- Abbreviation: POAS
- Leader: Simon Hodgson
- Treasurer: Chris Gibson
- Nominating Officer: Paul Stevenson
- Founder: Paul Errock
- Founded: 11 November 2019
- Dissolved: 10 November 2023
- Headquarters: MEC House 85 High Street Lees, Oldham Lancashire OL4 4LY

= Proud of Oldham and Saddleworth =

Defunct political party in Oldham, Greater Manchester

Proud of Oldham and Saddleworth (POAS) was a localist political party in the Metropolitan Borough of Oldham, which was founded in 2019 and dissolved in 2023. The party fielded 17 candidates across 3 elections, but failed to win any seats.

== History ==
The party was officially launched on 11 November 2019, and fielded two candidates at the 2019 general election. Paul Errock stood in Oldham East and Saddleworth, who placed fifth with 1,073 votes (2.2%), and Debbie Cole in Oldham West, Chadderton and Royton, who came sixth with 533 votes (1.2%).

At the 2021 local elections, the party contested eight seats, polling 4,087 votes (6.6%), and placing second in several wards, but were unsuccessful in electing a candidate. The party claimed to have "15,000 plus supporters".
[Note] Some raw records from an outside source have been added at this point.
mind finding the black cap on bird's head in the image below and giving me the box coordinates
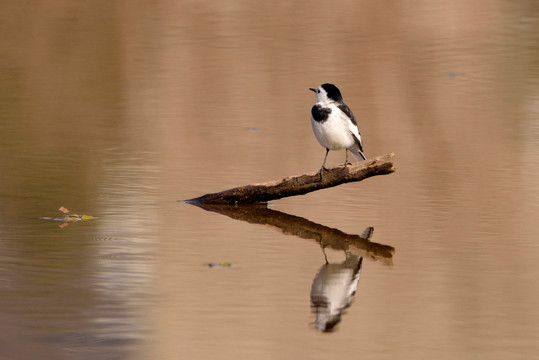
[321,83,343,102]
[309,83,343,103]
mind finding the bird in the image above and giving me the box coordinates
[310,226,374,332]
[310,255,363,332]
[309,83,366,171]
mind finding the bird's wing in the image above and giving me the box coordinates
[348,257,363,298]
[337,103,367,161]
[350,132,364,153]
[338,103,365,157]
[337,103,357,126]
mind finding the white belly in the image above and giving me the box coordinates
[311,118,355,150]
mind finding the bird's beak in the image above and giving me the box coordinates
[309,88,317,93]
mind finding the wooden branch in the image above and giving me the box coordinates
[184,152,395,204]
[192,203,395,264]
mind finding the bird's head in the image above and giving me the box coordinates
[309,83,343,103]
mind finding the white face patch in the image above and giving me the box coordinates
[315,86,329,103]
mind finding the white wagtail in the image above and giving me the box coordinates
[310,226,374,332]
[310,83,366,171]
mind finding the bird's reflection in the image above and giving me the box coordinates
[189,203,394,333]
[311,226,373,332]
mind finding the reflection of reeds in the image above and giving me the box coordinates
[192,203,395,265]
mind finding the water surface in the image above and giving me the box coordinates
[0,1,538,359]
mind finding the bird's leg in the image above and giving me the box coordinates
[321,148,330,170]
[322,246,329,264]
[318,149,330,181]
[343,150,352,167]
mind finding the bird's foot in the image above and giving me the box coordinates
[317,166,329,181]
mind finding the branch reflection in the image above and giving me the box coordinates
[191,203,395,333]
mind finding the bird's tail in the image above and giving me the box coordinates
[360,227,374,241]
[349,145,366,161]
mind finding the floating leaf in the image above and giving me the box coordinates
[80,215,97,221]
[40,207,98,225]
[205,262,233,268]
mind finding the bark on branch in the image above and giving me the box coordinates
[184,152,395,204]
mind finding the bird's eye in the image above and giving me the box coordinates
[317,90,320,93]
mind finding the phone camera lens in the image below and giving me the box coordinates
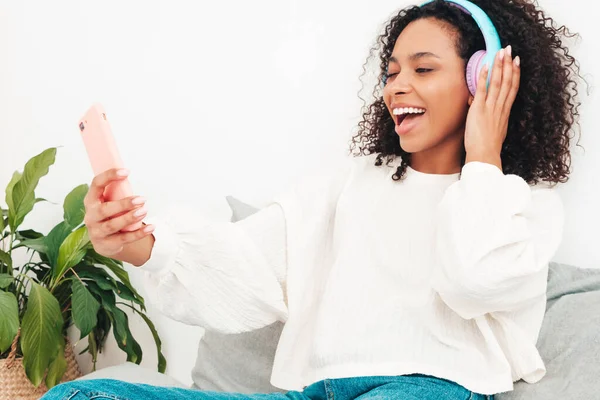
[79,122,85,131]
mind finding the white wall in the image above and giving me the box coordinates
[1,0,597,386]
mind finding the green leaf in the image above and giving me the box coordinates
[86,249,142,301]
[45,221,73,267]
[71,278,100,339]
[29,263,51,284]
[131,335,143,366]
[86,281,116,308]
[51,281,72,325]
[5,170,22,230]
[45,336,66,389]
[115,281,145,311]
[17,229,44,239]
[14,229,46,255]
[0,291,19,353]
[38,251,50,265]
[54,226,90,282]
[10,148,57,231]
[84,274,115,292]
[86,282,139,362]
[88,330,98,369]
[77,265,118,292]
[92,307,112,351]
[15,236,48,254]
[107,306,141,364]
[0,250,13,274]
[105,312,128,350]
[133,307,166,372]
[63,184,88,228]
[0,273,14,289]
[21,282,64,387]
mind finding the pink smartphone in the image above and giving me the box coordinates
[78,103,142,232]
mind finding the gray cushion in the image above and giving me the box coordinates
[192,322,285,394]
[191,196,285,394]
[225,195,262,222]
[497,262,600,399]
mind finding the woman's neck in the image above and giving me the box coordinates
[409,144,464,175]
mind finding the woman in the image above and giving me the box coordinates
[43,0,581,398]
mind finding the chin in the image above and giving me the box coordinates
[398,136,428,154]
[399,128,462,155]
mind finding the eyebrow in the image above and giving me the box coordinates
[389,52,441,64]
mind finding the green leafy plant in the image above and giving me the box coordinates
[0,147,166,389]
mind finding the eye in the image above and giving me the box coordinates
[416,68,433,73]
[385,72,398,79]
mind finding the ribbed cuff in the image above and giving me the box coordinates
[139,215,179,273]
[461,160,504,179]
[460,160,531,211]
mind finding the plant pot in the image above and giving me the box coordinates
[0,339,82,400]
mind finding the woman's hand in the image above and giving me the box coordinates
[83,168,155,258]
[464,45,521,167]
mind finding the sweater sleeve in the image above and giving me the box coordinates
[431,161,565,320]
[138,199,288,334]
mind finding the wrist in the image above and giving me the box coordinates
[115,234,155,267]
[465,150,502,171]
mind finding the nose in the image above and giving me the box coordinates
[386,72,413,95]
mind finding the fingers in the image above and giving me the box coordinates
[94,224,155,256]
[89,195,146,223]
[473,61,489,104]
[87,204,152,255]
[486,45,521,115]
[82,168,156,257]
[84,168,130,209]
[92,202,148,237]
[84,191,154,256]
[497,45,515,112]
[485,47,505,104]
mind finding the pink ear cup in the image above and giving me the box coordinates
[466,50,487,96]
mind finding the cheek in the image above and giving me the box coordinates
[422,77,470,129]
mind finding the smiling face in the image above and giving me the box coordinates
[383,17,472,173]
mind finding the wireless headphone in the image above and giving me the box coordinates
[383,0,502,96]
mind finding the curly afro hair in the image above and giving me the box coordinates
[349,0,582,185]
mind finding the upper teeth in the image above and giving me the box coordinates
[393,107,426,115]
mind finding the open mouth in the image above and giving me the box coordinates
[393,107,426,126]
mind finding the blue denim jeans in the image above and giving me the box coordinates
[41,374,494,400]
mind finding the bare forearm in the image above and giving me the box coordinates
[112,233,155,267]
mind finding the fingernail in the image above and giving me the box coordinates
[506,45,512,57]
[143,225,155,233]
[514,56,520,67]
[498,49,505,60]
[117,169,130,176]
[134,206,147,217]
[131,196,146,205]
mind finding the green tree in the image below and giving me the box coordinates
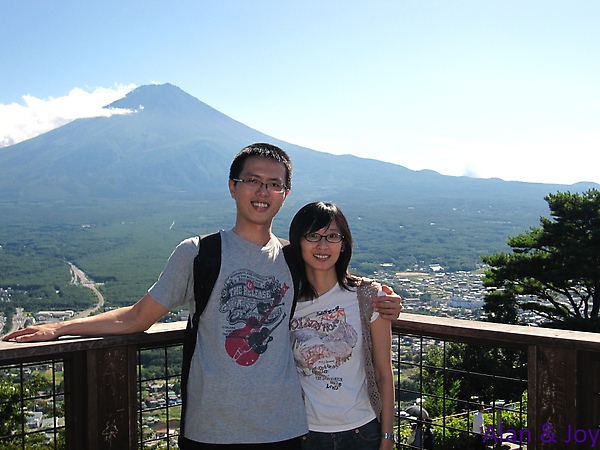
[482,189,600,331]
[0,373,61,449]
[422,342,526,410]
[0,379,20,438]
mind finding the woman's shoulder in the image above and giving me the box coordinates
[356,276,374,284]
[355,276,382,290]
[355,277,381,302]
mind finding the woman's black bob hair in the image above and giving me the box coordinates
[288,201,358,300]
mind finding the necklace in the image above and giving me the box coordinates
[315,283,337,298]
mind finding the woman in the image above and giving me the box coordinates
[289,202,396,450]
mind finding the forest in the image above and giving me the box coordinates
[0,191,531,331]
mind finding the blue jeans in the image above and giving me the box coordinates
[178,436,302,449]
[301,419,381,450]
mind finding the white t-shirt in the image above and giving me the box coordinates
[290,284,379,432]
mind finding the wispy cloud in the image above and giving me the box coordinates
[419,133,600,185]
[0,84,137,147]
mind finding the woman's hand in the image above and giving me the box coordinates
[373,285,403,320]
[380,435,396,450]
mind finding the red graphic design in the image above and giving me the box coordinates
[225,283,289,366]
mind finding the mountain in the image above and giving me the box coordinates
[0,82,593,199]
[0,83,598,274]
[1,83,594,203]
[0,84,279,199]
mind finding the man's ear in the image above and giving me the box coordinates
[228,179,237,199]
[281,189,290,205]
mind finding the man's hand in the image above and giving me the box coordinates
[3,323,62,343]
[373,285,403,320]
[3,294,169,343]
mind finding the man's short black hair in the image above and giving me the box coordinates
[229,143,292,189]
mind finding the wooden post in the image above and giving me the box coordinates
[528,344,578,450]
[84,345,138,449]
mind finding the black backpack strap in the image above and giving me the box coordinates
[281,241,300,322]
[179,232,221,438]
[192,233,222,318]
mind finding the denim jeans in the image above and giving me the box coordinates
[301,419,381,450]
[178,436,303,450]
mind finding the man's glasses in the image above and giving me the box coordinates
[232,178,287,193]
[303,232,344,243]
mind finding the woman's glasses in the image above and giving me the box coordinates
[303,232,344,243]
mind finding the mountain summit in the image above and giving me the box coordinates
[105,83,265,142]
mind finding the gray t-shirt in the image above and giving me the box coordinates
[149,229,308,444]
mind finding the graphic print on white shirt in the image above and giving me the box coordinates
[291,305,358,389]
[221,269,289,367]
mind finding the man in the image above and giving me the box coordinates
[4,143,402,449]
[472,404,486,449]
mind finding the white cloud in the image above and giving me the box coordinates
[410,132,600,185]
[0,83,137,147]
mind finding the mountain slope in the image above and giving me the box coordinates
[0,84,278,199]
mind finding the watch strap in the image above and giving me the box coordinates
[381,432,396,441]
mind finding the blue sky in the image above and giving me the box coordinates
[1,1,599,185]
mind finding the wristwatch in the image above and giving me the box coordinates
[381,432,396,442]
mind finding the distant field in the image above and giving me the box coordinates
[0,198,236,330]
[0,191,542,331]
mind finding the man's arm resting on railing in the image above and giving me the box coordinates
[2,293,169,343]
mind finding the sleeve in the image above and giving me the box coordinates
[358,279,382,323]
[148,236,199,311]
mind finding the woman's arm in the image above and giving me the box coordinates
[2,293,169,342]
[371,315,396,450]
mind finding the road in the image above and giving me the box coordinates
[9,307,26,334]
[5,262,105,334]
[68,262,105,318]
In October 2021, it was reported that local activist Raja Miah, a prominent supporter of POAS, had fallen out with Paul Errock and left the party. In March 2022, a report by Hope not Hate stated that 'hyperlocal' parties in Oldham, including POAS and the Failsworth Independent Party (FIP), had been inciting hatred against local councillors, by disseminating far-right claims, related to Miah. Errock responded by stating that offensive comments on POAS social media were being deleted immediately.

The following year, the party announced seven candidates for the 2022 local elections. The party won 4,092 votes (7.2%), and once again placed second in several wards whilst failing to elect a candidate.

At the 2023 local elections, it fielded no candidates. The party was statutorily deregistered on 10 November 2023. Errock stood as an independent candidate in Oldham East and Saddleworth at the 2024 general election, and placed seventh with 1,362 votes (3.4%).